Like many of his contemporaries, Westgarth attended an NHL training camp this year. He skated for a couple weeks with the Edmonton Oilers, hoping to impress, just as Barch tried out in Phoenix and Paul Bissonnette – known as BizNasty all over social media – was with St. Louis.

In every case, their tryouts failed to turn into a job, however, putting them on the sidelines with the likes of Zenon Konopka and George Parros, two men they've traded punches with for years.

Others still have been demoted to the minors, with the Leafs garnering the most headlines for sending down Colton Orr and Frazer McLaren, who'll join Jay Rosehill, Matt Kassian and friends in the AHL.

While many of the NHL's fighting-major leaders from last season remain under contract and in the league, the reality is that most of the survivors are either middleweights or bring some offensive ability to the table.

Players such as Patrick Maroon, who fought 13 times and had 29 points in a depth role with the Anaheim Ducks, are still highly valued and sought after.

But in an era where teams are using their fourth lines more than ever and GMs are under pressure to maximize the value they can get out of their roster under the salary cap, fighting alone is increasingly not enough.

The NHL's level of parity has become so high and the margins so thin that liabilities – on any line, and for any amount of time – are being weeded out by the best teams in the league.

And a heavyweight who rarely scores and whose team is typically outshot heavily when he's on the ice is an easy target for any analytics department.

"You have to be able to skate and play and make an impact on the game," Barch said, adding that he believes what's happening at the junior level – where there are fewer fights than ever and players are now forced to keep their helmets on when dropping the gloves – is trickling up to pro hockey.

"There are a lot less guys coming up with a rugged background," he explained. "Even talking to some owners of junior teams, a lot of the kids playing junior hockey now are from a different background. You've got kids from big cities, in the U.S. and Canada, that are backed by high income parents, and you're getting a different breed of kids.

"I think that's changing the culture. As parents, if you're well-to-do, you don't want your kid to make it the hard way [as a fighter], right?"

The numbers help back that up. Last season, only 366 NHL games contained a fight, which was down from 423 in 2011-12 and a recent peak of 509 in 2008-09.

The number of fights overall, meanwhile, has dropped almost 40 per cent in the last five seasons, to less than 0.4 a game.

The number of fights in the playoffs has fallen even more dramatically, with players dropping the gloves only nine times in nearly 100 games last spring.

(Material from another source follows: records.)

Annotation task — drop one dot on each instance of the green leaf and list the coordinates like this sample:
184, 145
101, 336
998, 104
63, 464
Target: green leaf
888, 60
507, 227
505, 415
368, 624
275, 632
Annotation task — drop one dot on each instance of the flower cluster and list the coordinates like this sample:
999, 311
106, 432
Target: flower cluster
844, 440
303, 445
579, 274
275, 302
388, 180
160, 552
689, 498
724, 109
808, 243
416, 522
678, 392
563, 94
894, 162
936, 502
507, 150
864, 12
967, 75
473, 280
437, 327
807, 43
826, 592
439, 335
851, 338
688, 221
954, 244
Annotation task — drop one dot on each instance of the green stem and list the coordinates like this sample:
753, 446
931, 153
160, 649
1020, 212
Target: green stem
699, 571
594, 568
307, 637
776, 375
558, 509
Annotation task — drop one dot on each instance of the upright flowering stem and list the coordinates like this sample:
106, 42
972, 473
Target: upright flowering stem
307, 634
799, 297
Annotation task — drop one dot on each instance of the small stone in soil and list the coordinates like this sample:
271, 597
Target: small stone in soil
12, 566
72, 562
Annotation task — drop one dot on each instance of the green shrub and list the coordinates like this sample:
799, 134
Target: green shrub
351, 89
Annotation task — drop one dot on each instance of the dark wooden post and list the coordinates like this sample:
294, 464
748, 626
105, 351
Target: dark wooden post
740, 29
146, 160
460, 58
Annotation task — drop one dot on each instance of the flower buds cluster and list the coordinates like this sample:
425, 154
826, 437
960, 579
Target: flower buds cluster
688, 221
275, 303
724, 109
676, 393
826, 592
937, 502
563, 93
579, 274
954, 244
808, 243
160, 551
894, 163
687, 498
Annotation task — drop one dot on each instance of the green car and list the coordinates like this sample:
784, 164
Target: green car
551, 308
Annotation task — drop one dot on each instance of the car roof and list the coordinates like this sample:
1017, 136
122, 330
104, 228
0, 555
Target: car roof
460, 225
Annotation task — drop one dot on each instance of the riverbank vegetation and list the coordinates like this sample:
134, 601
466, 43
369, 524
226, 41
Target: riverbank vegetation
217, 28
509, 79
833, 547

While the Ducks won their Stanley Cup in 2007 under GM Brian Burke's truculence regime and sparked a fight-filled trend, the copycats have since moved on to mimicking puck-possession teams such as the Los Angeles Kings and Chicago Blackhawks, both of whom finished in the bottom 10 in fighting majors last year.

One of the brightest minds in the fraternity, Westgarth admits he can see the writing on the wall. But he also feels he can still contribute more than simply sitting in the middle of the bench for all but a few minutes a game, a goal he has worked toward for years.

The role of the fourth line may be changing in the NHL, but he argues he has attempted to change with it.

"I know that I've improved every season, and it's kind of an ironic situation where I'm finding myself without a job in the year that I feel like I'm the best hockey player," Westgarth said.

"It's kind of unfortunate to be pigeonholed just as a heavyweight enforcer. But it's hard to look down at [the role] because that's what allowed us to get to this level in the first place."